Baseline demographic and disease characteristics (safety set)*
Characteristics | Patients (n=60) |
Median age, years (Q1, Q3) | 18.0 (14.0 to 29.5) |
Female, n (%) | 28 (46.7) |
Caucasian, n (%) | 49 (81.7) |
Median duration of disease, years (Q1, Q3) | 13.8 (9.3 to 24.2) |
Median number of flares per year (Q1, Q3) | 17.5 (12.0 to 27.5) |
Active disease at maximum colchicine dose, n (%) | 59 (98.3) |
CRP (mg/L), median (Q1, Q3) | 102 (56.7 to 202.6) |
SAA (mg/L), median (Q1, Q3) | 618 (265.5 to 1266.0) |
PGA score (disease activity), n (%) | |
0 (None) | 0 |
1 (Minimal) | 0 |
2 (Mild) | 9 (15.0) |
3 (Moderate) | 34 (56.7) |
4 (Severe) | 17 (28.3) |
Arthralgia/arthritis, n (%) | |
None | 21 (35.0) |
Minimal | 8 (13.3) |
Mild | 12 (20.0) |
Moderate | 16 (26.7) |
Severe | 3 (5.0) |
MEFV genotype, n (%) | |
M694V/M694V | 42 (70.0) |
M694V/M694I | 3 (5.0) |
Other genotypes with mutations in exon 10 | 13 (21.7) |
No mutations in exon 10† | 2 (3.3) |
Prior use of biologics, n (%) | 16 (26.7) |
Anakinra | 15 (25.0) |
*Baseline characteristics at study entry (day 0) for crFMF patients of the safety set of Epoch 4 (from week 41 to week 113). As described in the methods, active disease was an eligibility criterion to enter the study.
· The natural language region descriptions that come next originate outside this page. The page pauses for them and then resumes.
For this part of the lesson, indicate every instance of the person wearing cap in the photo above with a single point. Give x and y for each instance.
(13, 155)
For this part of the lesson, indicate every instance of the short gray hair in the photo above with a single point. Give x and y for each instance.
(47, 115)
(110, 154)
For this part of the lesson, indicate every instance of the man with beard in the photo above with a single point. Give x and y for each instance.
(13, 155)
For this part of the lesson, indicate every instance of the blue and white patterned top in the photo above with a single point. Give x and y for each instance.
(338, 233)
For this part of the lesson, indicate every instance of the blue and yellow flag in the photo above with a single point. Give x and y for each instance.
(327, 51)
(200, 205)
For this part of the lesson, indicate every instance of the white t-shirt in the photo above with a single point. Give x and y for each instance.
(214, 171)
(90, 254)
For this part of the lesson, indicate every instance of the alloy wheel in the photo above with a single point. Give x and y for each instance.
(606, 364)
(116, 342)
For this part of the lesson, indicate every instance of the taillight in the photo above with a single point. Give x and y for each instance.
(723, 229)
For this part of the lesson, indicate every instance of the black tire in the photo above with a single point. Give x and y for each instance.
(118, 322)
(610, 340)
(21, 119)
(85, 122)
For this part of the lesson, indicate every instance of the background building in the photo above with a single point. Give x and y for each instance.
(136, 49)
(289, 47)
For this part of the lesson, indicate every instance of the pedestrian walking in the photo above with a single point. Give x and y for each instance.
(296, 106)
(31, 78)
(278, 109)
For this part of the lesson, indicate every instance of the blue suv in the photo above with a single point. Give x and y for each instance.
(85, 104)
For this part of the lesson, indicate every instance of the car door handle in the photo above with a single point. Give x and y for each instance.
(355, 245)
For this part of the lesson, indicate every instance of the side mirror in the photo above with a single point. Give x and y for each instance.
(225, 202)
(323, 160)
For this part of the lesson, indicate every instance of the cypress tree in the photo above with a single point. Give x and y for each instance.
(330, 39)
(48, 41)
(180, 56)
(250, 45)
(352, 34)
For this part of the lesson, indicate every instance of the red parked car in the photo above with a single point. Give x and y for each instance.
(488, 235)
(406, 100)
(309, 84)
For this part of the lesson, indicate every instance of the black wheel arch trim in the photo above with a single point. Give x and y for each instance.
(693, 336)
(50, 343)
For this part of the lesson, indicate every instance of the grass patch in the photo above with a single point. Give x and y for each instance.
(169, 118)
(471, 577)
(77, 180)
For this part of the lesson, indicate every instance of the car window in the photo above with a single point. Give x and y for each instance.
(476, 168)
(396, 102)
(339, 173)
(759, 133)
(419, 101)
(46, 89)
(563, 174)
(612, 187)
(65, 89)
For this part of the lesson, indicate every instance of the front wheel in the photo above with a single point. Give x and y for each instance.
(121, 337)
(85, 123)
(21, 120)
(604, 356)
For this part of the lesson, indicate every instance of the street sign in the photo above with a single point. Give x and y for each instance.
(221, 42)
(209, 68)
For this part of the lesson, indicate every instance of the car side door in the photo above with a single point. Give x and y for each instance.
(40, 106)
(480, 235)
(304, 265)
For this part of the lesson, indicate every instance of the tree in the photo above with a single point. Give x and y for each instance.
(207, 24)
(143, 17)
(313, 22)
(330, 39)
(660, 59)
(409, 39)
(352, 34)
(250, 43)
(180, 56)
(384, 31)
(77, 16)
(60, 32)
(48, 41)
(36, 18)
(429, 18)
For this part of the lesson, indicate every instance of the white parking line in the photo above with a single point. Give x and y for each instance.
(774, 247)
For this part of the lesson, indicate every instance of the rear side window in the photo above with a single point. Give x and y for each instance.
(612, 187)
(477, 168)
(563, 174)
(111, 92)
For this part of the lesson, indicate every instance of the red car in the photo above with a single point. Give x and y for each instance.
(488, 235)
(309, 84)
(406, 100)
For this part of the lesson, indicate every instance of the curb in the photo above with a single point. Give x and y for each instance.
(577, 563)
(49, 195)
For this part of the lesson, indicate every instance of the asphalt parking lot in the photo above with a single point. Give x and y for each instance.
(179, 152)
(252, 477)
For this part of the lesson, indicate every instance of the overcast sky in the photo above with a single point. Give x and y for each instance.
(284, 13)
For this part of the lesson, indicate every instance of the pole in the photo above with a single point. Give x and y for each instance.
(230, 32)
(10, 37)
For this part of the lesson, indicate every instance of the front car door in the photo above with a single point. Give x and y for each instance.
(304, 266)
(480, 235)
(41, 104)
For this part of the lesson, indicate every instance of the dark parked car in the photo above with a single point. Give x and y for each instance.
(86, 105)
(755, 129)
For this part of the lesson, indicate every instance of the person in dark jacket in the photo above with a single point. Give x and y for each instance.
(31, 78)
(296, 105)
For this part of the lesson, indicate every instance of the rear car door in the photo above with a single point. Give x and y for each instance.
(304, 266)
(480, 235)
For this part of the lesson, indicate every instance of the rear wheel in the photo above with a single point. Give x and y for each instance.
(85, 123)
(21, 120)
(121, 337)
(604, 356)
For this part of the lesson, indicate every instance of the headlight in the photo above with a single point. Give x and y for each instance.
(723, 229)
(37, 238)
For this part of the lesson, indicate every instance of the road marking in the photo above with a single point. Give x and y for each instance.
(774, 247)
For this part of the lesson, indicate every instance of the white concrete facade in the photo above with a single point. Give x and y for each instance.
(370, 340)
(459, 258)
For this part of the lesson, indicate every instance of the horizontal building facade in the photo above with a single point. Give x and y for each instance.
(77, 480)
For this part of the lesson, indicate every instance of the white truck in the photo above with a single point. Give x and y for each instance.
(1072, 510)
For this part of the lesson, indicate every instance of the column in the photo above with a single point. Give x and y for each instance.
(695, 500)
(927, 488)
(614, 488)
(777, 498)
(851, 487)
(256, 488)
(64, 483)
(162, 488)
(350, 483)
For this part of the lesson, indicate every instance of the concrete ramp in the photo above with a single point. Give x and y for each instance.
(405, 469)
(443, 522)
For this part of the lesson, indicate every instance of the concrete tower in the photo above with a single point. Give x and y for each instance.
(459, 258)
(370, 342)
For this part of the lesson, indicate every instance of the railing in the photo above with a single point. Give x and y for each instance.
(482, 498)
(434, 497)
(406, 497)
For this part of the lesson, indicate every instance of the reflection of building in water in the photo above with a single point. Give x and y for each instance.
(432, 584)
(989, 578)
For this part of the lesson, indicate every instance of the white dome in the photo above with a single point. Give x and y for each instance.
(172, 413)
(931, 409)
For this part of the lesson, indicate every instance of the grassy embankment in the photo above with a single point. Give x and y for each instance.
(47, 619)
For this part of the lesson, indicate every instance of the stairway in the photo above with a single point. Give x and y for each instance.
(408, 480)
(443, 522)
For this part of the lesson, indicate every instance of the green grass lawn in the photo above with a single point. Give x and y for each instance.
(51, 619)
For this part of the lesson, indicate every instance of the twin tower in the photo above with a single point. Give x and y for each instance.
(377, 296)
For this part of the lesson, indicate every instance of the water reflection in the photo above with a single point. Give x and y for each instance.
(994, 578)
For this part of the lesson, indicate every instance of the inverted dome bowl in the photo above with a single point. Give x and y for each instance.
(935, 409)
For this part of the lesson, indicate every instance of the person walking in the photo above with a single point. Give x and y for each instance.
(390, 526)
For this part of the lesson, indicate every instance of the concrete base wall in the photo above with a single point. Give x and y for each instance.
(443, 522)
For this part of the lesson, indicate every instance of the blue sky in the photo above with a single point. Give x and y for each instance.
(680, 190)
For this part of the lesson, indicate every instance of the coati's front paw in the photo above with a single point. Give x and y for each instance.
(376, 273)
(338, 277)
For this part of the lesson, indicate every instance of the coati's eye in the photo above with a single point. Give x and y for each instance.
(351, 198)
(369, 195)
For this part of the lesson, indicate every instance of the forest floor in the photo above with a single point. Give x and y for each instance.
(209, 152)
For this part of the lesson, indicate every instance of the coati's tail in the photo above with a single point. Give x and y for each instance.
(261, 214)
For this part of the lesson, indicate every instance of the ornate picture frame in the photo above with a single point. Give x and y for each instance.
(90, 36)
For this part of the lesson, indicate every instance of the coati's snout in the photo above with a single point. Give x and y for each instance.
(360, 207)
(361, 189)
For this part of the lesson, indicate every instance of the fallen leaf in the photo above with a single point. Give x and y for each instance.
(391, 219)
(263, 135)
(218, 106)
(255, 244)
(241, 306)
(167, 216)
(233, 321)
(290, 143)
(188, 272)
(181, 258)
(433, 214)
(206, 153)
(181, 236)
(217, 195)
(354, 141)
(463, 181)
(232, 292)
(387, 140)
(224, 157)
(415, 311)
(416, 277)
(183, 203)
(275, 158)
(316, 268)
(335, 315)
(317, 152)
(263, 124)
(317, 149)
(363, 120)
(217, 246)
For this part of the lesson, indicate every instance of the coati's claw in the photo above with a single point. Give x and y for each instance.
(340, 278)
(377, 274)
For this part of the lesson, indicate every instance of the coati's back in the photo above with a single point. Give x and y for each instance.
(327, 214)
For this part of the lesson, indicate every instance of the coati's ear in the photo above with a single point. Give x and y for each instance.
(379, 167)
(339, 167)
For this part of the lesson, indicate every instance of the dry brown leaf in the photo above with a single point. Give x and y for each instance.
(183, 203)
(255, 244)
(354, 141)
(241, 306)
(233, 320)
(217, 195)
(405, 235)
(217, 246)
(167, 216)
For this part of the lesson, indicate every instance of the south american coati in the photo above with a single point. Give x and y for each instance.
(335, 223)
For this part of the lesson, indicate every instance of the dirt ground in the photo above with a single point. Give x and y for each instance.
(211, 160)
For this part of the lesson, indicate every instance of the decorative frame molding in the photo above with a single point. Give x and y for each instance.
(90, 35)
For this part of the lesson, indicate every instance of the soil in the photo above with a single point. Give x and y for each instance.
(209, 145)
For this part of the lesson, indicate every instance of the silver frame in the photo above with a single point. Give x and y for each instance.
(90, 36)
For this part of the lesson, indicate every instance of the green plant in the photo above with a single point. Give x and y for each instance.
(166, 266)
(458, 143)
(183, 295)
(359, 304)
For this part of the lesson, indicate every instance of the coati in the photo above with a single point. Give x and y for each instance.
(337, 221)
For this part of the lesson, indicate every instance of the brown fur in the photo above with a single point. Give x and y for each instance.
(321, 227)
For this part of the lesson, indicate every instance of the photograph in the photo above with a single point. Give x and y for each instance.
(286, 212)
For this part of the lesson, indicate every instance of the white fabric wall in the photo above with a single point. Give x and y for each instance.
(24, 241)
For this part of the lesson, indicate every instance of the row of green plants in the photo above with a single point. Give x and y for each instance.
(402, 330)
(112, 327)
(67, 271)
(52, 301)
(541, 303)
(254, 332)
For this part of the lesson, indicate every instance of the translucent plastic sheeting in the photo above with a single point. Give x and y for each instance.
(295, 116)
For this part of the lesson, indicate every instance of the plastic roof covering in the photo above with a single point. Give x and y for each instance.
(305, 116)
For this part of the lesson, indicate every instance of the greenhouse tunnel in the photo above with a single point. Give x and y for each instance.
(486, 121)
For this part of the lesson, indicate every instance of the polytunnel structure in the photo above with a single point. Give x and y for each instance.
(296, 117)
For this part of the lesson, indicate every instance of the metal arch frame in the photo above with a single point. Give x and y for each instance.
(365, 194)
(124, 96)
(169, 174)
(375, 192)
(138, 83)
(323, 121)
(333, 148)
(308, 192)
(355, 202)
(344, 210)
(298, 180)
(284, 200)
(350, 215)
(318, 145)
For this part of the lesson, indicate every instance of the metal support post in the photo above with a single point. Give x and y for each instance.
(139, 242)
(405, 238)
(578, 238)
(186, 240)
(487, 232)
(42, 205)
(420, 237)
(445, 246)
†Two Japanese patients with no mutations in exon 10 were included in the CLUSTER trial, but not randomised in Epoch 2 and treated with open-label canakinumab. These patients were included in all analyses of the safety population in Epoch 4.
crFMF, colchicine-resistant familial Mediterranean fever; CRP, C-reactive protein; n, number of patients; PGA, physician global assessment; SAA, serum amyloid A.